A 14-year-old female student is brought to the clinic by her mother who says that the client has been trying to lose weight. The client complains of feeling tired and weak and admits that she has been using laxatives to help lose weight. The nurse recognizes that the client is probably experiencing what electrolyte imbalance?

  • Hypocalcemia

  • Hyperkalemia

  • Hypokalemia

  • Hypernatremia

Explanation

The Correct Answer is:

C. Hypokalemia

Detailed Explanation:

Laxative abuse leads to excessive loss of water and electrolytes, particularly potassium, through the gastrointestinal tract.

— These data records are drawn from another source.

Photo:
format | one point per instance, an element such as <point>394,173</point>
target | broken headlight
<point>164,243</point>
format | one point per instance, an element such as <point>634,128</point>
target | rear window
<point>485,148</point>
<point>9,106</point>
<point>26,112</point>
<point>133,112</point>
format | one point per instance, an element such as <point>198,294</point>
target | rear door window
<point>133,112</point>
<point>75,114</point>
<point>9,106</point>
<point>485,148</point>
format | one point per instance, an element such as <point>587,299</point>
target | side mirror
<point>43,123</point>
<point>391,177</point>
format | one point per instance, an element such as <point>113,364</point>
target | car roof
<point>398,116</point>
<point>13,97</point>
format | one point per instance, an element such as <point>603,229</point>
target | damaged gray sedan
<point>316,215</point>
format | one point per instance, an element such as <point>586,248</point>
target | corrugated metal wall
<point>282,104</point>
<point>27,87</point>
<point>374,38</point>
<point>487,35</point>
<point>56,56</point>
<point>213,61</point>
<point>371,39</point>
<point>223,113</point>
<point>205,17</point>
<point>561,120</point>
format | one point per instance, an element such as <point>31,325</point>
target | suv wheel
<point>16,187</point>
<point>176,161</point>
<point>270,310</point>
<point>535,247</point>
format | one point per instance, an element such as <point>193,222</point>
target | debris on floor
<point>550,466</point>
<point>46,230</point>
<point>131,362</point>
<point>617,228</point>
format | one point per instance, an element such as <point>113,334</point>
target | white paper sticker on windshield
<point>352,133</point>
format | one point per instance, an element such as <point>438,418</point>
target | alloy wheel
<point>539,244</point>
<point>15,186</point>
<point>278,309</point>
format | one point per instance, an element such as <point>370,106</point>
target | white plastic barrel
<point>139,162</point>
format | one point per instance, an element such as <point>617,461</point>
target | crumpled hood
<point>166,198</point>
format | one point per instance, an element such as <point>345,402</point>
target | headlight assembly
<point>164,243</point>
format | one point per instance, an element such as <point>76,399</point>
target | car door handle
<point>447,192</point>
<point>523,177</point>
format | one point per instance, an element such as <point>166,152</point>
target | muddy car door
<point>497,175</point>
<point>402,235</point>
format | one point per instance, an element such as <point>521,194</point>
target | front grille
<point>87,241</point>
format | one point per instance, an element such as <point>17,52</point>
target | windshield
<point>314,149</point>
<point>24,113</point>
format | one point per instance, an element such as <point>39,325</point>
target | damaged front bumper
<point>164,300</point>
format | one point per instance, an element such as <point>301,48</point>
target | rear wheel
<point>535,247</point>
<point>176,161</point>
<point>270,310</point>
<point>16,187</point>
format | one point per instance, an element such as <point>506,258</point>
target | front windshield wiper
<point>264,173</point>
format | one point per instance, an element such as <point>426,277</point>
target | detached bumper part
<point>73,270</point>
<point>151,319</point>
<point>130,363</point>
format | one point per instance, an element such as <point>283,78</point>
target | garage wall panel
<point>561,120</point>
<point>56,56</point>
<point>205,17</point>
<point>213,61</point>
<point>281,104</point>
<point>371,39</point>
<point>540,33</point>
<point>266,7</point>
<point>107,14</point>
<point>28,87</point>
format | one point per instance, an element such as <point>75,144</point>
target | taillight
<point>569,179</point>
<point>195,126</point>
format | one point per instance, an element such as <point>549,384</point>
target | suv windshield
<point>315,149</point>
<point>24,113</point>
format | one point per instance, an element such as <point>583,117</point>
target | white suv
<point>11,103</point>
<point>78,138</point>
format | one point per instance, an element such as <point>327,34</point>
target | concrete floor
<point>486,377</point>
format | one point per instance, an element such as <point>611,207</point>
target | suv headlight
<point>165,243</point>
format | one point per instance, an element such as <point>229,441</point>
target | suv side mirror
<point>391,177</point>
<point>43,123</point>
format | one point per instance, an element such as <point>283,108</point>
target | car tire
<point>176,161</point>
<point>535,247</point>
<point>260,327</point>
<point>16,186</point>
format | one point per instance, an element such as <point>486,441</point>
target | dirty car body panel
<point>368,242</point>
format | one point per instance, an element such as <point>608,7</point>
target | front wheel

Low serum potassium (hypokalemia) can cause muscle weakness, fatigue, cardiac dysrhythmias, and general lethargy. In this case, the client’s symptoms of weakness and fatigue are classic indicators of hypokalemia. Chronic laxative use is common in eating disorders like bulimia or anorexia nervosa, and monitoring electrolyte levels is essential to prevent serious complications such as cardiac arrest.


10.

A nurse is working with a client in the hospital setting and prioritizing addressing their concerns. Using Maslow's hierarchy of needs, place the concerns in order of priority to address.
1.The client missed breakfast due to a procedure and is requesting a tray.
2.The client is concerned about scarring of the incision from the procedure.
3.The client's partner was in the waiting room during the procedure and would like to see them.

4.During the procedure, the client locked up his wallet and would like it returned.

  • 1, 3, 4, 2

  • 3, 1, 4, 2

  • 1, 4, 3, 2

  • 4, 1, 3, 2

Explanation

The Correct Answer is:

A. 1, 3, 4, 2

Detailed Explanation:

Maslow prioritizes physiological needs first; hunger (missed breakfast) is the most basic requirement and must be addressed to restore energy and comfort. Next are love/belonging needs; facilitating a visit with the partner supports connection, reduces anxiety, and promotes healing. Safety and security follow; returning the locked wallet addresses personal security and control over belongings. Concerns about incision scarring reflect esteem/body image, which are important but come after physiological, safety, and belonging needs have been met.